En 2001, Nicolas Sarkozy a invité Pierre Giacometti, avec lequel il
s'était violemment affronté sur France 2, le soir des résultats de
l'élection présidentielle de 1995. Comme souvent lorsqu'il cherche à
enrôler quelqu'un, le Président lui avait dit devant une tasse de café
: «Tu es celui qui ne s'est jamais trompé. Tu es le meilleur !»
Mais il ne s'agissait pas que de vile flatterie : Nicolas Sarkozy lui a
proposé de travailler durablement avec lui et, de fait, Giacometti a
accompagné son ascension jusqu'à la victoire de 2008. Sa mission ?
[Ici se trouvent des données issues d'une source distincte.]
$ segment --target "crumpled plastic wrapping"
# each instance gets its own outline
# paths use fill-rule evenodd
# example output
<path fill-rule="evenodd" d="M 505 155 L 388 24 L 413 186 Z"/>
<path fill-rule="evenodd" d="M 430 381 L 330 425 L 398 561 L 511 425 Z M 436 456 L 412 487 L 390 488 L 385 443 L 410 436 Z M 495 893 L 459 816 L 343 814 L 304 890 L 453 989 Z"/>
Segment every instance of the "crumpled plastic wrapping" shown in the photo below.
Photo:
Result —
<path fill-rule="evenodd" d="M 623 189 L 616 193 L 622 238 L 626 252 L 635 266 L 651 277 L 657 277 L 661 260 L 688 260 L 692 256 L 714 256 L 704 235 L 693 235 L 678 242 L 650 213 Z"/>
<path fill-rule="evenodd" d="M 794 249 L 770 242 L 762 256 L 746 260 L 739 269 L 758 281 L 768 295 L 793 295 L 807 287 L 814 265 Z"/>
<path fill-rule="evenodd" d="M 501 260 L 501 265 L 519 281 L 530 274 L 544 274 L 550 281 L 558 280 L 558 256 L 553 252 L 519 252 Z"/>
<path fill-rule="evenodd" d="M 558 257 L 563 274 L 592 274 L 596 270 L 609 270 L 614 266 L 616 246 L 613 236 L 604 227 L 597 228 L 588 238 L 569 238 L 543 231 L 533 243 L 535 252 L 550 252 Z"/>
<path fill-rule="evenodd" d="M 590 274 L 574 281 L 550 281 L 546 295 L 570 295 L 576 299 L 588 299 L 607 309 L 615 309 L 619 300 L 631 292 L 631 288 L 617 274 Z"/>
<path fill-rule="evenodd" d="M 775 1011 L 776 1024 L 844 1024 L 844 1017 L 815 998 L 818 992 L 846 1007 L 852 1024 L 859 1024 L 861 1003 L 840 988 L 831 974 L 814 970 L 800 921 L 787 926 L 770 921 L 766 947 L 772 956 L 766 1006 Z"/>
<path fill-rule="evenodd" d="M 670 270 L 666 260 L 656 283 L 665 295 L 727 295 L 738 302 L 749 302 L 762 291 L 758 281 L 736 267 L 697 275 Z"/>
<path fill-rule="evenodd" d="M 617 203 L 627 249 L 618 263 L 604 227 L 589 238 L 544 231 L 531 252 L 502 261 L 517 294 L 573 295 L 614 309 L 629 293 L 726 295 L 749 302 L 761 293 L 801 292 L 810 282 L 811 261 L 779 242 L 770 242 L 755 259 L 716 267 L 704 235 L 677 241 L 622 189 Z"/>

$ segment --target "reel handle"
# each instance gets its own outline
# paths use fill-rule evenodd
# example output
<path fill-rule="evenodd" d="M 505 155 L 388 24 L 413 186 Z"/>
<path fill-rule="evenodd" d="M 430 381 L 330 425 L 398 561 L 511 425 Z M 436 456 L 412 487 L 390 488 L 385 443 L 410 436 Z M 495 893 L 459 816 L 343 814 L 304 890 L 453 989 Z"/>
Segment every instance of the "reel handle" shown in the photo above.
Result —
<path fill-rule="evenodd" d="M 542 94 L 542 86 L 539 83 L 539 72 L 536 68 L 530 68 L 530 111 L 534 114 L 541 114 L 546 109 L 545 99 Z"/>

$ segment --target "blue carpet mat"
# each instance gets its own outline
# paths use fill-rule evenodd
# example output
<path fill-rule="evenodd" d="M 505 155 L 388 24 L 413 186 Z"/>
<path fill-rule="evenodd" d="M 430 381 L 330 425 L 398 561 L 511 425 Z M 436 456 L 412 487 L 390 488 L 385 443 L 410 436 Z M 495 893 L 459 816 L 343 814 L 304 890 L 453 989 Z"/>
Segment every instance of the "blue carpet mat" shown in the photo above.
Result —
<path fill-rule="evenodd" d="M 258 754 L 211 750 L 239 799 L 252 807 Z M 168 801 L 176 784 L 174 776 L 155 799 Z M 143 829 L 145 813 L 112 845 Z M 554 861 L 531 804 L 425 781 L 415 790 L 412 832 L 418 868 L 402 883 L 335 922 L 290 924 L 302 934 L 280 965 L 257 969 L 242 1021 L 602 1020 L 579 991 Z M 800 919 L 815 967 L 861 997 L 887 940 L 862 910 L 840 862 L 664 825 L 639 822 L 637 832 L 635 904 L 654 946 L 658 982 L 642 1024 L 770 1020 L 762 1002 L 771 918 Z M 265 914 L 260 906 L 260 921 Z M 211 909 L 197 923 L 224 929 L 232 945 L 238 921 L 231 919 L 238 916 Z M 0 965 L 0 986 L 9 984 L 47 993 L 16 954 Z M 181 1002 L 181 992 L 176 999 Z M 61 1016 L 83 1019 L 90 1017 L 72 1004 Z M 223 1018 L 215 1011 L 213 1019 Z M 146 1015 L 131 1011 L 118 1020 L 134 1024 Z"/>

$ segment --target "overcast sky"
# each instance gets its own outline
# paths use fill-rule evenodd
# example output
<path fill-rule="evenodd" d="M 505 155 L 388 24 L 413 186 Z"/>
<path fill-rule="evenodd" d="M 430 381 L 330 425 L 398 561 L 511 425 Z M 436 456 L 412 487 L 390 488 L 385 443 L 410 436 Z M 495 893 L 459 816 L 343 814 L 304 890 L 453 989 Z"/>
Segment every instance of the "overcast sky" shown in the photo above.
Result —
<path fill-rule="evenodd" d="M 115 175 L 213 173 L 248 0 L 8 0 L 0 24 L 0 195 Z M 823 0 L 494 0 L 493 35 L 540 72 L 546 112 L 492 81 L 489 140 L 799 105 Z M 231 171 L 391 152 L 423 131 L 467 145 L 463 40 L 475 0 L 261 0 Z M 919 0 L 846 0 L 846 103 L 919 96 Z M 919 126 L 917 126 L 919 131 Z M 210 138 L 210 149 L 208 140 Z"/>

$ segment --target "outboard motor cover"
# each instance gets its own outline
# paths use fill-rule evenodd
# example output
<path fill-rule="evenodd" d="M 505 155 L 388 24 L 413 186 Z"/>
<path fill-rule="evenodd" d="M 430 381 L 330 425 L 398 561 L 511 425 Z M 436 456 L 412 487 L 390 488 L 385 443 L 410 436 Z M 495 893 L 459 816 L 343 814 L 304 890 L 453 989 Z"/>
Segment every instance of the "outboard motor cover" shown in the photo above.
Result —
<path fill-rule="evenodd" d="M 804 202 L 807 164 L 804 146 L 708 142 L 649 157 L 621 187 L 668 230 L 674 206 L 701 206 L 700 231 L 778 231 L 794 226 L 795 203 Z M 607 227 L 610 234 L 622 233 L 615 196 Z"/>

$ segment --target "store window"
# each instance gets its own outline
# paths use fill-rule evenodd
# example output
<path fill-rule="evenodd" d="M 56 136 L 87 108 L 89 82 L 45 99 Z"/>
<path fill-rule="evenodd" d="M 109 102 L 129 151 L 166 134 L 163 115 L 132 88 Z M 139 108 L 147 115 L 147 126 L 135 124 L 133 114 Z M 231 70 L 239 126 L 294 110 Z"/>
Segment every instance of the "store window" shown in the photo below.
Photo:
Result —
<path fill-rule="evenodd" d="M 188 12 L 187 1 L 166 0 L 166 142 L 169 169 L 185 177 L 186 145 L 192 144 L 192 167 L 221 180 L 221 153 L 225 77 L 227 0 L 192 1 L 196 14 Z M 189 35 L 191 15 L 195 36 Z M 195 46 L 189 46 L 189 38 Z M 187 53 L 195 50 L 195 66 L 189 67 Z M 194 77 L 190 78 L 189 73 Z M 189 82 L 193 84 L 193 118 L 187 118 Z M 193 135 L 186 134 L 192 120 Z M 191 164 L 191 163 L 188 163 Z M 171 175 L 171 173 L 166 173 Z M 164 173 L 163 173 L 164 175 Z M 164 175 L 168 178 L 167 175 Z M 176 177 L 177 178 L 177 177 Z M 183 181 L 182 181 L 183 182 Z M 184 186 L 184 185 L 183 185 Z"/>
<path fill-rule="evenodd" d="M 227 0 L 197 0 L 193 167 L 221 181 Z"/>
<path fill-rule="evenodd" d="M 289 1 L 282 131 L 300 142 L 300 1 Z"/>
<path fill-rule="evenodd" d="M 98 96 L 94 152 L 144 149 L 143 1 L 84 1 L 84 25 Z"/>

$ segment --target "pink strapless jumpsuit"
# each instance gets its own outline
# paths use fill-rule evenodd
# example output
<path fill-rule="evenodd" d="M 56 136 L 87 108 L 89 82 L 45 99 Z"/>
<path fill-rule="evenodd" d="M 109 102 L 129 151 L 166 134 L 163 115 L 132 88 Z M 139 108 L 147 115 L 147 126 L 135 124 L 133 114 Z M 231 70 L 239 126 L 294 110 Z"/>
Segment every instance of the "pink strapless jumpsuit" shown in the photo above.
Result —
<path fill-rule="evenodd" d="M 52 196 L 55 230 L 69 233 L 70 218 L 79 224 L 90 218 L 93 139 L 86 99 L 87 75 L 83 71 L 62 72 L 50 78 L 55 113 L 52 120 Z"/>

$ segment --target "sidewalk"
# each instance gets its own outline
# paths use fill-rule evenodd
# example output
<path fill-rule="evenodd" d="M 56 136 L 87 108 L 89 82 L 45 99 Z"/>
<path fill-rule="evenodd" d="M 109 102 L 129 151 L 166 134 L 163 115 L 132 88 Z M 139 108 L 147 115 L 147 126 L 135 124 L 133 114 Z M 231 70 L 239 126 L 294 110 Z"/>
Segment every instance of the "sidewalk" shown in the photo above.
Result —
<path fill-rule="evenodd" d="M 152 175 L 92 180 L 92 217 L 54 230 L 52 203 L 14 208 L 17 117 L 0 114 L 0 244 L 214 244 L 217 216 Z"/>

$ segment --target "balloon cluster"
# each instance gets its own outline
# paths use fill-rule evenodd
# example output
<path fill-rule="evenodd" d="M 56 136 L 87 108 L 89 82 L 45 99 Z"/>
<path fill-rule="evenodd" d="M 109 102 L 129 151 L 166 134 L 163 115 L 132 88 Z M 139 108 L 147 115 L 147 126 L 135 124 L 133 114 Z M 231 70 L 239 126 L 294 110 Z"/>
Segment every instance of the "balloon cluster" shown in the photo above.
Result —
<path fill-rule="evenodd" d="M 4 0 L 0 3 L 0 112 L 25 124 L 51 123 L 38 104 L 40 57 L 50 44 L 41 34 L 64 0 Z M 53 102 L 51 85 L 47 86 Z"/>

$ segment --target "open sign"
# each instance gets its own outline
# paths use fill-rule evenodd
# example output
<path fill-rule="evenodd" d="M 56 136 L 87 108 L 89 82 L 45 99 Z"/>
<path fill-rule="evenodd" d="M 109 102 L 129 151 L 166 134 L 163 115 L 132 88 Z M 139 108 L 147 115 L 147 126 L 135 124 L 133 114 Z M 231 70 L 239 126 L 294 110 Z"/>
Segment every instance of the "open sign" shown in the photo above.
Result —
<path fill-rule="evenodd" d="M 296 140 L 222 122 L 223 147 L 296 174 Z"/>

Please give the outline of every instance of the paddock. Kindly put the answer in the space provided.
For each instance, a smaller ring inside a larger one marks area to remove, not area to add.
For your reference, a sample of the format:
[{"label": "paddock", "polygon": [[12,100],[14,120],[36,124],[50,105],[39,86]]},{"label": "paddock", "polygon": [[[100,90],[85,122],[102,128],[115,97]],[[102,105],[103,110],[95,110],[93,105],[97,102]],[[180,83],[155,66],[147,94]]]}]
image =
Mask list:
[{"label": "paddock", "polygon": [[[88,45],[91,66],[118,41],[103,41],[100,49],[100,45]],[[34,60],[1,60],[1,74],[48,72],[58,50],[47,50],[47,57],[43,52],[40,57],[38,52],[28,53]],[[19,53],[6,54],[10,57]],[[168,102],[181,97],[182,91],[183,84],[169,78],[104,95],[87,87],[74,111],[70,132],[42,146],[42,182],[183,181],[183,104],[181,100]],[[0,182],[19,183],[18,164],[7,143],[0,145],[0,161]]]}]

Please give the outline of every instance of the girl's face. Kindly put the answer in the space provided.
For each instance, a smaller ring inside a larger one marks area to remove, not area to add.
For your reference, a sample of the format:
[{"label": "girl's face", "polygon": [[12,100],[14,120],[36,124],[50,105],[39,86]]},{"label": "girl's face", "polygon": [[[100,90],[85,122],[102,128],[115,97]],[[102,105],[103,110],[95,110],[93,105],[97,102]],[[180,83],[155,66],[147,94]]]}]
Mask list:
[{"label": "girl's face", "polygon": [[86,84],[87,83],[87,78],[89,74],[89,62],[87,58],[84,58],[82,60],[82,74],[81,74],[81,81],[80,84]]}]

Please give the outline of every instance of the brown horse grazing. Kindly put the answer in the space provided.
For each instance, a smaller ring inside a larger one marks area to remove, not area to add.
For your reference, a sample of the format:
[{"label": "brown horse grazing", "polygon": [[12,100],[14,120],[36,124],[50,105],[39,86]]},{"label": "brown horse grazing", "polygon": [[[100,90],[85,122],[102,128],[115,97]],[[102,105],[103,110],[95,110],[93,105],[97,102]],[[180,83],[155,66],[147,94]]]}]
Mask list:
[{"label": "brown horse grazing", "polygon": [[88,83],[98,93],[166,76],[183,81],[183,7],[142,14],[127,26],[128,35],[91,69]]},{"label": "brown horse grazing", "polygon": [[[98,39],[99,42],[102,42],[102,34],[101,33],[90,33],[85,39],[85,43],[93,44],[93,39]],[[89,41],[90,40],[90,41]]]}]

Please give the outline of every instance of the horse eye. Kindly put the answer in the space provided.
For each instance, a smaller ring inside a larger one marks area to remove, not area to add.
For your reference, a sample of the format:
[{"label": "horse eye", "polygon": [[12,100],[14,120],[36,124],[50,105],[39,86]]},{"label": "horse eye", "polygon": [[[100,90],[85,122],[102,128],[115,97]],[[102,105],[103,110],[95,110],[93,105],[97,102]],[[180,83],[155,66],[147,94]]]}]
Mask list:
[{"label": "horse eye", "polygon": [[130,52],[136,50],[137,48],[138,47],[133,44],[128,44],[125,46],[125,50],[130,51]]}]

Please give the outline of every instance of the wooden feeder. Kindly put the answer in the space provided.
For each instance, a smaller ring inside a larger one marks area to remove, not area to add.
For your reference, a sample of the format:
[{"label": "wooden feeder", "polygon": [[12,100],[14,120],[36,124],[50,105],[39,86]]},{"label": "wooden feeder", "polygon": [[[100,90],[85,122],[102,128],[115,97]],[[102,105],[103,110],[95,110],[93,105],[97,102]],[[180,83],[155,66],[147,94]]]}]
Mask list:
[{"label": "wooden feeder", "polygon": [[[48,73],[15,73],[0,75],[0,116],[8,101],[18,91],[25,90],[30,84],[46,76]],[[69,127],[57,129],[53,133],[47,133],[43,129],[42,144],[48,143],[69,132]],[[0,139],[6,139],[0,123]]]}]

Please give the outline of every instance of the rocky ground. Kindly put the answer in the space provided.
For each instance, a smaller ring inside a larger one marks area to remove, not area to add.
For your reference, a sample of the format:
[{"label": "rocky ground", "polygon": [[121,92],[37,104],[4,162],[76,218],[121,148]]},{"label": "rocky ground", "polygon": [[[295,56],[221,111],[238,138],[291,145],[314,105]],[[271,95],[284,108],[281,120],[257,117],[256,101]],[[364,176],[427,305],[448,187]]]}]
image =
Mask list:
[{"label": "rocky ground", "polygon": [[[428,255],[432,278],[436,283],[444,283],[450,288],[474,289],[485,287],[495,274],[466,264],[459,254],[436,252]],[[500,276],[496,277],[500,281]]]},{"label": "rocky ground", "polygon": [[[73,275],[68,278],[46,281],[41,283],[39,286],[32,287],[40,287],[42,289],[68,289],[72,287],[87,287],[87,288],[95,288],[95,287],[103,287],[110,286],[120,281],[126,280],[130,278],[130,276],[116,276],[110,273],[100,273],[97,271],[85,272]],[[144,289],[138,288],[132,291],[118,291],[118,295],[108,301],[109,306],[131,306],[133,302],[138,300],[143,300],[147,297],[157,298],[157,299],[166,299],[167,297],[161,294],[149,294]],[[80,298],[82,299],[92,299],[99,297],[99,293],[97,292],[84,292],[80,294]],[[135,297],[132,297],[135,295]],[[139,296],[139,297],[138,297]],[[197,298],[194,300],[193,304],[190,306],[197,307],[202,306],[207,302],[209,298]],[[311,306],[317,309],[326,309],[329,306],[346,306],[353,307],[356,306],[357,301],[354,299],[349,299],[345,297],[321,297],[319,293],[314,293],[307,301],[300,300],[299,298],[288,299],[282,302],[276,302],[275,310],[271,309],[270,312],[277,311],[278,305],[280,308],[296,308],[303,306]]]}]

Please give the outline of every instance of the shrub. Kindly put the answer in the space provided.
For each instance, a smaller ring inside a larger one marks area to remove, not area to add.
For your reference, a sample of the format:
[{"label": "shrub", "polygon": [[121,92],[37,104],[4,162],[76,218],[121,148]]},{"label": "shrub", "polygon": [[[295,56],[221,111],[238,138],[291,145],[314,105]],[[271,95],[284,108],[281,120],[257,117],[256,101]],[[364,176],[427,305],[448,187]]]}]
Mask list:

L'aider à décrypter les grandes évolutions de la société française. Un
travail au long cours qui impliquait une relation régulière avec le
candidat. Ce qui n'a pas été sans poser des problèmes au sein de
l'Institut IPSOS : alors que Giaco devenait de plus en plus proche de
Sarko, son patron, Jean-Marc Lech se montrait de plus en plus critique
à son endroit. Pour autant, Pierre Giacometti n'a nullement l'intention
de concurrencer IPSOS : sa société ne fait pas de sondage et n'a pas
l'intention d'en commander, même si son métier devrait l'amener à
conseiller à ses clients de faire appel à des instituts. Son rôle
consistera alors à relire la copie de Lech. Ou des autres instituts,
bien sûr. Mais avec ses yeux bleus métallique, l'homme paraît très
détaché des passions supposées tristes comme la vengeance ou la haine.
On lui donnerait un budget sans confession. C'est, semble-t-il, ce que
s'apprêtent à faire certaines pointures du CAC 40.